With honor and distinction, Erik Henriksen served as the executive editor of the Portland Mercury from 2004 to 2020. He can now be found at henriksenactual.com.

6 replies on “Eleven Months Later, Nothing’s Different”

  1. The thing that really makes me fear the future is that even if this terrible event, or one like it, brought about some effective legislation it wouldn’t mean a damn thing because very soon 3D printers that can produce working firearms will be widely available. Torrenting an AK will be a reality very soon and this is just the way things are going to be from now on.

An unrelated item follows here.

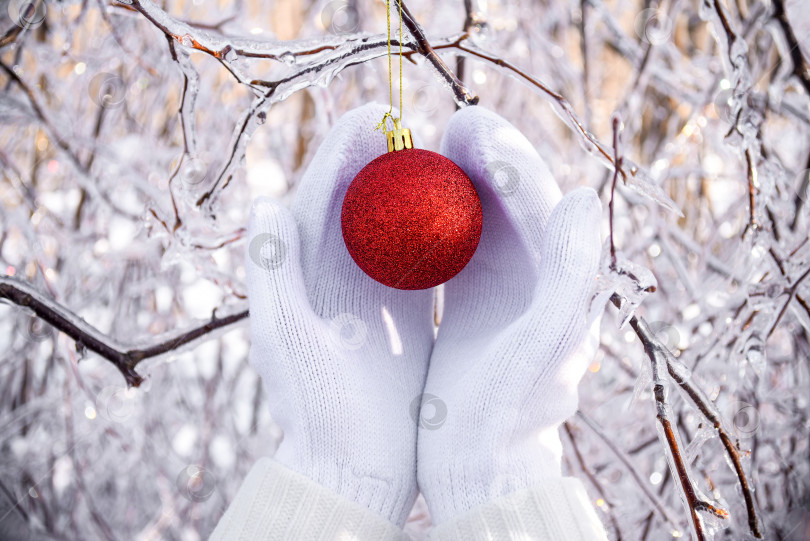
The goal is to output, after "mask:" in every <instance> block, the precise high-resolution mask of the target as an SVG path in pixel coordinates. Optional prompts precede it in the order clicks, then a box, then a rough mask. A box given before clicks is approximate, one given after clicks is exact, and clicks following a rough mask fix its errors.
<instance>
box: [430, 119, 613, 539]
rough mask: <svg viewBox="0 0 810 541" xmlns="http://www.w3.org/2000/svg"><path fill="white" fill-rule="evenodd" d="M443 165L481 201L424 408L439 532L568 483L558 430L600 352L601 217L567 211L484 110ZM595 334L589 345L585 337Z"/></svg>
mask: <svg viewBox="0 0 810 541" xmlns="http://www.w3.org/2000/svg"><path fill="white" fill-rule="evenodd" d="M442 153H443V154H444V155H445V156H447V157H448V158H450V159H451V160H453V161H454V162H456V163H457V164H458V165H459V166H460V167H461V168H462V169H463V170H464V171H465V172H466V173H467V174H468V175H469V177H470V178H471V179H472V181H473V183H474V184H475V187H476V190H477V191H478V195H479V196H480V198H481V203H482V207H483V214H484V226H483V232H482V236H481V242H480V244H479V245H478V249H477V251H476V253H475V255H474V256H473V258H472V260H471V261H470V263H469V264H468V265H467V267H465V268H464V270H462V271H461V272H460V273H459V274H458V275H457V276H456V277H455V278H453V279H452V280H450V281H449V282H448V283H447V284H446V285H445V310H444V316H443V319H442V323H441V326H440V328H439V334H438V338H437V341H436V345H435V347H434V350H433V353H432V356H431V360H430V370H429V373H428V380H427V384H426V387H425V396H426V397H428V398H429V402H428V400H425V401H423V404H426V405H432V409H433V413H425V412H424V411H423V416H425V417H428V418H431V419H432V417H434V416H435V415H436V412H438V411H440V413H441V415H442V417H443V419H441V422H439V419H432V422H427V423H422V424H421V425H420V428H419V436H418V460H417V464H418V479H419V486H420V489H421V490H422V493H423V494H424V496H425V499H426V501H427V504H428V507H429V509H430V513H431V517H432V519H433V522H434V524H442V523H443V522H445V521H447V520H448V519H450V518H452V517H454V516H457V515H459V514H461V513H463V512H465V511H467V510H469V509H472V508H474V507H477V506H479V505H481V504H483V503H485V502H488V501H491V500H495V499H497V498H500V497H502V496H505V495H508V494H511V493H514V492H517V491H520V490H522V489H526V488H528V487H532V486H536V485H538V484H540V483H541V482H548V480H549V479H555V478H557V479H559V478H560V477H561V473H560V461H561V453H562V446H561V443H560V438H559V434H558V428H559V425H560V423H561V422H562V421H563V420H565V419H566V418H567V417H569V416H570V415H572V414H573V413H574V412H575V411H576V407H577V384H578V382H579V380H580V379H581V378H582V375H583V374H584V372H585V369H586V367H587V366H588V363H589V362H590V360H591V359H592V357H593V354H594V353H595V348H596V345H597V344H598V341H597V338H598V326H599V317H598V316H596V314H598V313H601V309H602V308H603V307H604V302H602V303H601V305H602V306H601V307H600V309H598V310H593V312H590V311H589V307H590V306H591V298H592V297H593V293H594V288H595V277H596V273H597V269H598V264H599V258H600V247H601V241H600V233H599V223H600V217H601V206H600V203H599V199H598V197H597V196H596V193H595V192H594V191H593V190H591V189H590V188H580V189H578V190H575V191H573V192H572V193H570V194H568V195H567V196H566V197H564V198H562V199H561V196H560V190H559V188H558V187H557V184H556V183H555V181H554V179H553V178H552V176H551V174H550V172H549V170H548V167H547V166H546V165H545V163H544V162H543V160H542V159H541V158H540V156H539V155H538V154H537V152H536V151H535V149H534V148H533V147H532V145H531V144H530V143H529V141H528V140H526V138H525V137H524V136H523V135H522V134H520V132H518V131H517V130H516V129H515V128H514V127H513V126H512V125H511V124H509V123H508V122H507V121H506V120H504V119H502V118H501V117H499V116H498V115H496V114H495V113H492V112H490V111H487V110H485V109H483V108H481V107H468V108H466V109H462V110H461V111H459V112H457V113H455V115H454V116H453V117H452V119H451V121H450V123H449V125H448V127H447V130H446V132H445V135H444V138H443V141H442ZM589 331H590V332H589Z"/></svg>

  2. We live in a psycho nation, where anti social pieces of shit continue to thrive and claim that they have a right to any type of weapon their scared little heart desires. Now our psycho nation wants to arm teachers because only a good guy with a gun can stop a bad guy with a gun. Perhaps more then any other issue this is a clear sign to me that our children’s future is not a pretty one. So get used to gun violence and armed unstable people cos we live in America!

  3. It’s become increasingly clear to me that it’s time for us to have a serious conversation about the culture of violence in our society. It’s not about banning video games or censoring media — it’s about discussing WHY we turn to realistic depictions of violence as entertainment and what it might be doing to us to be so steeped in first-person shooters and 4chan and Tarantino movies and “Criminal Minds”.

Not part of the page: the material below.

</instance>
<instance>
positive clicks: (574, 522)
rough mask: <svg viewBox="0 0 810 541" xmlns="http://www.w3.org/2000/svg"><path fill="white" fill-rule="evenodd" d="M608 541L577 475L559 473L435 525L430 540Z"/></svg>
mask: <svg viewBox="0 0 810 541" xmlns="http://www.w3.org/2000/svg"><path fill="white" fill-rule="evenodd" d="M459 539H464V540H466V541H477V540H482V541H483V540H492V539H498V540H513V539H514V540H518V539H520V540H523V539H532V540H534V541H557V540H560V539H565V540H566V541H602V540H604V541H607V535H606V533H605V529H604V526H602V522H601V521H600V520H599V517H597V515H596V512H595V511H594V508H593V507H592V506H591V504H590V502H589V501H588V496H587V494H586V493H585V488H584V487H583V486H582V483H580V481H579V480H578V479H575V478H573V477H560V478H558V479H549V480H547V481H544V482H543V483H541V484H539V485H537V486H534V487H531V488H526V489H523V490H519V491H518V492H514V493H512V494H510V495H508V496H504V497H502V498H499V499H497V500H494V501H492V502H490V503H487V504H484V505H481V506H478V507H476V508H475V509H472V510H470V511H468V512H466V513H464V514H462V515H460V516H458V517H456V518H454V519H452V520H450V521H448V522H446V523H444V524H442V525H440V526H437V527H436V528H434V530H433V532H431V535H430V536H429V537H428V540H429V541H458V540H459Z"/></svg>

    Look, banning violent media isn’t going to do anything. Same with guns (as much as I support strict gun control laws). All we can is take an honest look in the mirror and say, “Why the fuck am I watching this tenth hour of the SVU marathon? What am I getting from making this headshot in CoD?”

  4. “For a brief time following Sandy Hook, the horrific deaths of so many people—most of them kindergartners—spurred a debate on gun control as urgent and as heated as any we’ve ever had.”

    I don’t mean to be all nit-picky, but it was a first grade class that bore the brunt of the attack.

  5. Um, as expected. I have an actuarial table around here somewhere which shows the number of deaths to political leadership toward mental health reform; not a pretty picture, and it’s only for the barely penetrable public sector. Lord knows what’s not happening on the dark side.

  6. There is one major thing that sets our country apart from other developed nations that rarely makes it into this conversation but seems like a glaring omission. Many other countries have an appetite for the same violent entertainment that our country does but do not have the same problems with out of control violence. Some European, Scandinavian, and various other countries have very high rates of gun ownership without the corresponding violence that accompanies it in America. What America has that they do not is an extreme cultural militarization with a very large standing military that is almost always active in some capacity or another.

    I’m not trying to come down on the individual men and women that become military veterans for whatever reason but more the culture of the military-industrial complex and the psychology it engenders. Not only are a large amount of resources devoted to maintaining military superiority but the rah-rah theme of war as sport and the idea that America will use its military as a political tool to keep the world’s villains in check permeates our culture. It seems to subconsciously seep out and act as a catalyst for the erosion of moral society. Combine that with the militarization of law enforcement and the oppression of a greedy ruling class that hordes the resources of a wealthy and productive economy and you have a volatile situation that leads to frequent episodes of senseless violence.